By Tereasa Nims

More than 1,000 expected for event benefitting Outreach Center

The same year Larry Lode of Fort Worth first tested HIV positive was, coincidentally, the year the first Tarrant County AIDS Walk was held.

And he’s been doing the walk on and off ever since.

"In 1992 it was just empowering," Lode said. "We were all walking for a mutual cause. It was just like, maybe someone will notice — and they did."

More than 1,000 people are expected to attend the 16th annual walk beginning at 1 p.m. Sunday, April 6, at the Community Arts Center, 1300 Gendy St. in Fort Worth.

The actual walk begins at 2:30 p.m. and the event lasts until 5 p.m.

There will be vendors on hand, and Krystal Bryant, who was born with AIDS, is going to speak before the walk begins.

An awards ceremony and raffle will follow the walk. Awards will be given to the top three individuals and teams raising the most money.

Lode said he’s watched the walk grow from a couple hundred the first year to 1,000 walkers in 2007.

AIDS Outreach Center Development Associate Jane Arrowsmith said there are more than 200 people already signed up for the walk and she expects that to more than double on the day of the walk.

"People can register up until the walk begins," Arrowsmith said.
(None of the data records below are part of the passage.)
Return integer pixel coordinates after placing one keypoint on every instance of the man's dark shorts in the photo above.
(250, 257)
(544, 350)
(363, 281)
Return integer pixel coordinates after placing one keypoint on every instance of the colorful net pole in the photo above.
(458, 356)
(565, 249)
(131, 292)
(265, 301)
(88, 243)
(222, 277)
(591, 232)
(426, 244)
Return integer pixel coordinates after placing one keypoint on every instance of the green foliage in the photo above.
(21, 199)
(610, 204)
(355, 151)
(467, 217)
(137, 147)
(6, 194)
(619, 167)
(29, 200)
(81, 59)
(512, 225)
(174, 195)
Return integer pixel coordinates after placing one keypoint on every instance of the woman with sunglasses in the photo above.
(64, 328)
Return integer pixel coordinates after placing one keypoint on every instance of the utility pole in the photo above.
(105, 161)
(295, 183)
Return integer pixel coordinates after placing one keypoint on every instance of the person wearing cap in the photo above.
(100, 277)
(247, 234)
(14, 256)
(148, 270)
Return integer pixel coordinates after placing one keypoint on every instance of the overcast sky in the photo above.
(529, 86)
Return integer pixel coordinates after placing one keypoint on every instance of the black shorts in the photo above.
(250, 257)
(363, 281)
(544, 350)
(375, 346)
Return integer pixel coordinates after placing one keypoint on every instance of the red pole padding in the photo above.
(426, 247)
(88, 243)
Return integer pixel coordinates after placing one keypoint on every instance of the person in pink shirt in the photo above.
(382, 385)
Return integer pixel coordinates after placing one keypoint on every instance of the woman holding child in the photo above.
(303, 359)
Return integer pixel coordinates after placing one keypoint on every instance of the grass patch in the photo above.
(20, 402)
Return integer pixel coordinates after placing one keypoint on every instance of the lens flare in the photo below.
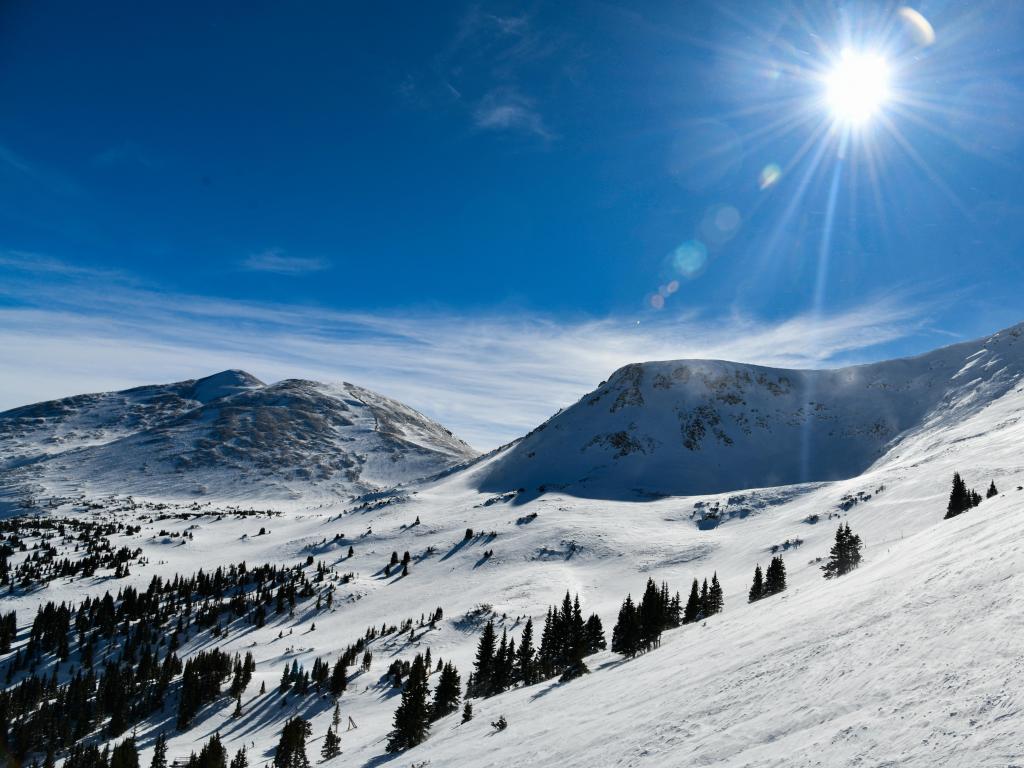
(689, 258)
(857, 86)
(769, 175)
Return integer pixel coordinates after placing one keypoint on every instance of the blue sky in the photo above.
(482, 208)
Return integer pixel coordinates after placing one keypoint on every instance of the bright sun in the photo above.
(857, 86)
Money raised from the event goes to help the AIDS Outreach Center of Greater Tarrant County. The center was founded in 1986 as the Fort Worth Counseling Center. Tarrant County’s gay and lesbian community started the center in an effort to help provide mental health and legal support for those suffering from HIV/AIDS. The center is the leading organization in Tarrant and eight surrounding rural counties serving men, women and children with HIV and their families, educating the public about HIV prevention and advocating for sound HIV public policy, according to center officials.

The outreach center services include mental health counseling, support groups, nutritional support, youth services, minority outreach, case management, legal assistance, transportation, housing, emergency assistance, insurance continuation program, community education and prevention services, confidential and anonymous testing.

One of the programs that benefits from the fundraiser is the outreach center’s food pantry.

"One thing the outreach center is in dire need of is food," Lode said. "It’s one of my biggest passions. I don’t need it now but I was happy that it was there when I did."

Now Lode has made a commitment to collecting food for it, including doing food drives in his own neighborhood.

Lode said government cutbacks means individuals need to step up to the plate.

"Everybody knows someone HIV Positive," Lode said. "They don’t know it, but they do."

This year Lode has asked his family to help sponsor him for the walk.

"Someone I’ve never involved before is my family," Lode said. In the past two years he and they have been mending a troubled relationship, and this year he asked for their support.

"I hit them up and said you have to get involved," Lode said.

He has also convinced his partner to help raise money and do the walk.

Lode said getting involved and volunteering isn’t only helping others. He finds it personally rewarding as well as enjoyable and social.

"It’s 80 percent me and 20 percent them," he said.


This article appeared in the Dallas Voice print edition April 4, 2008.